When what was supposed to resemble peace finally came to Congo in 1999, Mammy had more than thirty full-fledged killers in her service, and with that kind of raw material, peace was not exactly what she wished for most. What on earth could she use these wanton boys for if killing were no longer part of the agenda?
But Mammy was not easily discouraged. In the wake of Africa’s conflicts, interesting people always appeared who believed peace had not given them what they’d been expecting. People who’d once enjoyed considerable incomes they had now lost. It was in relations with people like these that she saw a future for herself and her boys.
So Mammy was the one to approach when someone had to be killed, and that was how Boy came to meet Brage-Schmidt.

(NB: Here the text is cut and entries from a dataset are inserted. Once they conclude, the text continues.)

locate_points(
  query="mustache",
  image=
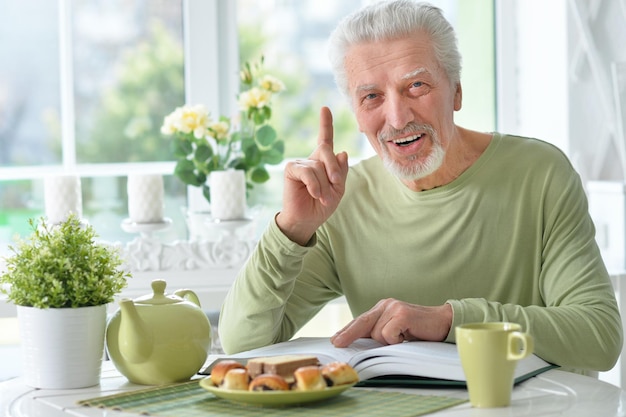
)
(410, 128)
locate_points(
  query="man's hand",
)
(391, 321)
(313, 187)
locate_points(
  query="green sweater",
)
(509, 240)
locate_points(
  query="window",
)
(87, 86)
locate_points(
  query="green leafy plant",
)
(60, 266)
(247, 142)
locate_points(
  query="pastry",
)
(309, 378)
(268, 382)
(339, 373)
(236, 379)
(219, 370)
(283, 365)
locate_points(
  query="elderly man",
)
(444, 226)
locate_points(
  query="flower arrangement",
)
(248, 142)
(62, 266)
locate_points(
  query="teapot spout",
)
(135, 340)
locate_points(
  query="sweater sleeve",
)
(263, 306)
(580, 326)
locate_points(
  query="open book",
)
(408, 363)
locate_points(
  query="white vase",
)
(145, 198)
(228, 194)
(62, 348)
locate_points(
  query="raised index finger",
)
(326, 127)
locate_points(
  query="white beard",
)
(416, 170)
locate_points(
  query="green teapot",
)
(159, 339)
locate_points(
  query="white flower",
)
(187, 119)
(272, 84)
(219, 130)
(255, 97)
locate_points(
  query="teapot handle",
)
(188, 295)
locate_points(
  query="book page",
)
(319, 346)
(370, 358)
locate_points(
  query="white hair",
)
(392, 20)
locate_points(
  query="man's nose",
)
(399, 112)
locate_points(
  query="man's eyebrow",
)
(365, 87)
(413, 73)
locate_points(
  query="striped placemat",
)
(189, 399)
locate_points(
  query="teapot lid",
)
(158, 297)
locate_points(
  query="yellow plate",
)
(273, 398)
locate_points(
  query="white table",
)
(553, 393)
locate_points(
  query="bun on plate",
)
(309, 378)
(221, 368)
(339, 373)
(236, 379)
(268, 382)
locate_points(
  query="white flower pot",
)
(62, 348)
(228, 194)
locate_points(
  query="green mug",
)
(489, 353)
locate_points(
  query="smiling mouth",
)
(408, 140)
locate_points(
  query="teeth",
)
(407, 139)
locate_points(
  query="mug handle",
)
(517, 340)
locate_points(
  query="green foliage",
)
(202, 145)
(61, 266)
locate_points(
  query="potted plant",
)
(61, 279)
(246, 142)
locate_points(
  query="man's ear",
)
(458, 97)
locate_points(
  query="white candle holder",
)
(145, 198)
(62, 196)
(228, 194)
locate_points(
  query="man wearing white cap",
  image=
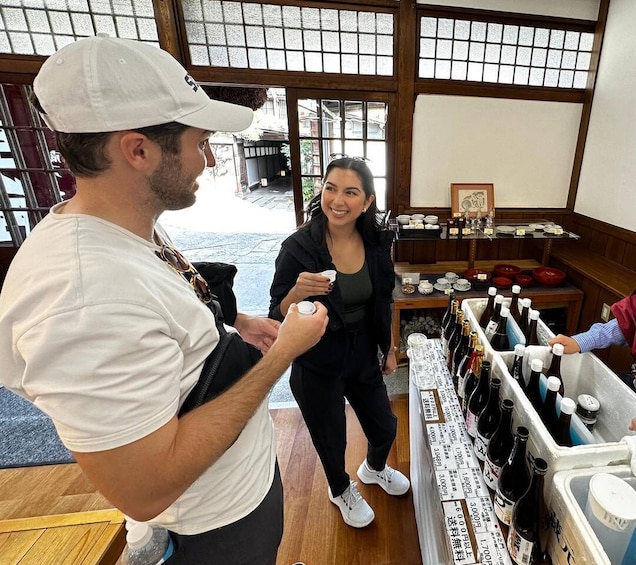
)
(103, 324)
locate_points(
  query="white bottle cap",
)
(567, 406)
(554, 383)
(557, 349)
(138, 535)
(306, 308)
(536, 365)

No one had told Boy why Brage-Schmidt wanted to be rid of five French businessmen from Bois de Boqueteau, but he didn’t need to know. Without asking questions he tracked the Frenchmen to the border of Namibia, where he cut off their heads one by one as they slept.
Brage-Schmidt was satisfied and paid Mammy a bonus of a hundred thousand dollars, then asked if he could take on Boy as his permanent problem solver for a further hundred thousand. Mammy hesitated, for Boy was her favorite. But when the man promised to treat him as his own son, make sure he received dental treatment to replace the teeth he’d had knocked out in combat, and furthermore provide him with an education and make sure he learned new languages, plus all kinds of other benefits, she eventually acceded after yet another round of negotiations.
For that, Boy was forever grateful to the both of them, and since then he had not taken a single life.
At least, not personally.
–
Boy had torn Zola apart on the phone after the failed break-in at Eriksen’s home. Now he sat for a moment, considering the entire situation.
Mammy and two of her best boys were on their way. She would be phoning within minutes, provided their flight had landed on time in Copenhagen. Mammy always kept her appointments.
He’d only just looked at his watch when his mobile rang.
“Brief me, honey,” she said, her voice husky and deep.
“How much time can you and your boys spend here, have you decided?” he asked.
“Around fifty-eight hours. We need to be in Brussels by Saturday morning at the latest for another job.”
“OK. I know how good you and the boys are, so that ought to be time enough. I should warn you, though, that the kid we’re looking for is a cunning one. Finding him won’t be easy.”